Константин Соколов при этом заметил, что можно смотреть на этот вопрос в другой системе координат, где есть три уровня покаяния: личный, общественный и, что очень важно, государственный. Если инициатива и энергия покаяния может возникнуть на первых двух, то обеспечение масштаба и поддержка этого процесса в пределах страны возможны лишь с государственным ресурсом.
Иные три типа покаяния показал Васенёв. Он заметил, что в христианстве есть покаяние, как некое изменение жизненного пути человека.
– Грубо говоря, когда я не был христианином, и я им стал, то есть я свернул с пути погибели на путь спасения – это моё покаяние. И когда мы говорим о национальном покаянии – это изменение пути государства. Второй уровень покаяния – это путь возвращения. И здесь есть соблазн вернуться не туда. И третий уровень покаяния – это, когда мы каждый день как-то согрешаем, и иногда просто нужно как-то убраться. Но этот путь мы тут не рассматриваем, – рассказал Андрей.
Кроме того он заметил, что покаяние – это процесс, и покаяние – это акт. И в этом смысле в 1990-х покаяния не произошло, потому что не было акта.
Руководитель дискуссионного клуба «Толк» и участница круглого стола Юля Корпусова ометила проблему, которая всегд затрудняет не только покаяние, но и даже разговор о нём. Это вопрос самоидентификации. Если человек считает себя жертвой каких-то внешних обстоятельств, он ищет виноватых вокруг себя. Но покаяние требует перенос внимания внутрь себя или своего народа, если говорить о покаянии общем. Тогда от позиции жертвы можно будет перейти к позиции действия и покаяние исполнить.

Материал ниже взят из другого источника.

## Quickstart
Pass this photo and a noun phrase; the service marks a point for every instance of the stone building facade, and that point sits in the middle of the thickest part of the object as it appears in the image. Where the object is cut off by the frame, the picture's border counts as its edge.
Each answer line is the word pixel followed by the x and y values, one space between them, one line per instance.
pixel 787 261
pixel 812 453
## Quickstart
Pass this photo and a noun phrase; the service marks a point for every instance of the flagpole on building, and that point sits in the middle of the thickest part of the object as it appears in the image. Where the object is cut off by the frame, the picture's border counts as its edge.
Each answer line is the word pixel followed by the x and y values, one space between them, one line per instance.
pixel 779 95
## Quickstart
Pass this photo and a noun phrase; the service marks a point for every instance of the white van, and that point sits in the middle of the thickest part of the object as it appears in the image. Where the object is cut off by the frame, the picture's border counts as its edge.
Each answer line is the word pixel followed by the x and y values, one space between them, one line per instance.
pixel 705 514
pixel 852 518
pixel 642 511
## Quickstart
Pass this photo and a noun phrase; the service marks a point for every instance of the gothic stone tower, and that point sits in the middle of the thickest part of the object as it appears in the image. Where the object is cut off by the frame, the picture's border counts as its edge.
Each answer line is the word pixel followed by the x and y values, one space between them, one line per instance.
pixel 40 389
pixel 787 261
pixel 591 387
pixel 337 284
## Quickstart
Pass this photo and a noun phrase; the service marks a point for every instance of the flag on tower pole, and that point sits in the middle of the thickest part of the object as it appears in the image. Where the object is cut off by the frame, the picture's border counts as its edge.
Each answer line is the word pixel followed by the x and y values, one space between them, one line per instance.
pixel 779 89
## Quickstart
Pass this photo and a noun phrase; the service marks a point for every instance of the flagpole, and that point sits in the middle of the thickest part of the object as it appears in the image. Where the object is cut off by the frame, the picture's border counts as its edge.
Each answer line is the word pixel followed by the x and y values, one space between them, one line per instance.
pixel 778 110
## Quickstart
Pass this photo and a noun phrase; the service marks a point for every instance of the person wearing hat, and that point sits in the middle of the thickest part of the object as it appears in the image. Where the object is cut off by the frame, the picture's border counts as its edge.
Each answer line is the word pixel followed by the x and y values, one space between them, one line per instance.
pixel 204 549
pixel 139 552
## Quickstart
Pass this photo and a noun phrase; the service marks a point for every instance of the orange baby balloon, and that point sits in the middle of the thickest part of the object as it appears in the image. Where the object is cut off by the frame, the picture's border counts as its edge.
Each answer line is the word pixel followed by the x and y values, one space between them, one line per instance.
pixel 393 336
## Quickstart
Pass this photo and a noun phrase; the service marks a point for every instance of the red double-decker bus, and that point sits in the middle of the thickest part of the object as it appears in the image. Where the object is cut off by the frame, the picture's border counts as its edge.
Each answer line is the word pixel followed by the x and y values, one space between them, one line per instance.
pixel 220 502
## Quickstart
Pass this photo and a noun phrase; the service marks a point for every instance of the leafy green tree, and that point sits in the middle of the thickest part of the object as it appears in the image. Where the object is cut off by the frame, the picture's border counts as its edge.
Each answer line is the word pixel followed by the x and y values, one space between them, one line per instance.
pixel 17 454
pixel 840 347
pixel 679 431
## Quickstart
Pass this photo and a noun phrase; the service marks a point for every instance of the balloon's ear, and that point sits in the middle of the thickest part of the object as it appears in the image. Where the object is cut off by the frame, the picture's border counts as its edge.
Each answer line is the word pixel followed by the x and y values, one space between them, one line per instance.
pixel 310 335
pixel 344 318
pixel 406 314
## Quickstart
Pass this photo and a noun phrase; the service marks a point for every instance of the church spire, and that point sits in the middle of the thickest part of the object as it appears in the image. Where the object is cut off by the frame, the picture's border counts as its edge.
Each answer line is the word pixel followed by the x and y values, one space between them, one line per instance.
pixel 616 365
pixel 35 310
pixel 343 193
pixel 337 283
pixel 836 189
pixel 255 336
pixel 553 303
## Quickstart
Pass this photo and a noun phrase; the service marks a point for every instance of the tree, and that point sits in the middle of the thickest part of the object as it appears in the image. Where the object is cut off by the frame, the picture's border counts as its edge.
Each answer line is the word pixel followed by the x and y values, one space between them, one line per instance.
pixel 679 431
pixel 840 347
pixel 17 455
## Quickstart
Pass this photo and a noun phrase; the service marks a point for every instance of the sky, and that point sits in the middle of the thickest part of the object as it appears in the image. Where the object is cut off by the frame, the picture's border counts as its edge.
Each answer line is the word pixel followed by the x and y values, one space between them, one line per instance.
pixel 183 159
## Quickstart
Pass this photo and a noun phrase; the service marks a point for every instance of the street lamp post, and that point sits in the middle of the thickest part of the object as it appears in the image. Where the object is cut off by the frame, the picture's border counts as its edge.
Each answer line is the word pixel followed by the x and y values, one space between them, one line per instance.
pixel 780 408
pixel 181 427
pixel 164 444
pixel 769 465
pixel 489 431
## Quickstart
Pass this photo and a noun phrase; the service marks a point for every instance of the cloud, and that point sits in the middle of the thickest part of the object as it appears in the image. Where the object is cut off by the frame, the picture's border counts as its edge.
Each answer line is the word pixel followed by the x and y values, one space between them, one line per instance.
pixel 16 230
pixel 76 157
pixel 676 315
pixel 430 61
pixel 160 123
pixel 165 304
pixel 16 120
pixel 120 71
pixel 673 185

Завершила дискуссию Галина Зверева, которая согласилась, что идея покаяния имеет христианскую основу. Что часто к этой идее мешает прорваться «синдром выученной беспомощности», когда парализовано всякое движение внутреннее и внешнее. Но она может выражать себя в действии, в других формах:
– Джон Остин когда-то сказал: «Слово – есть действие». Розеншток-Хюсси говорил, что общество умирает в отсутствие речи, и оно живо, когда разговаривает. Когда мы об этом говорим, когда мы не просто вспоминаем, но свободно и осознанно говорим в связке с настоящим, мне кажется, с этого начинается покаяние.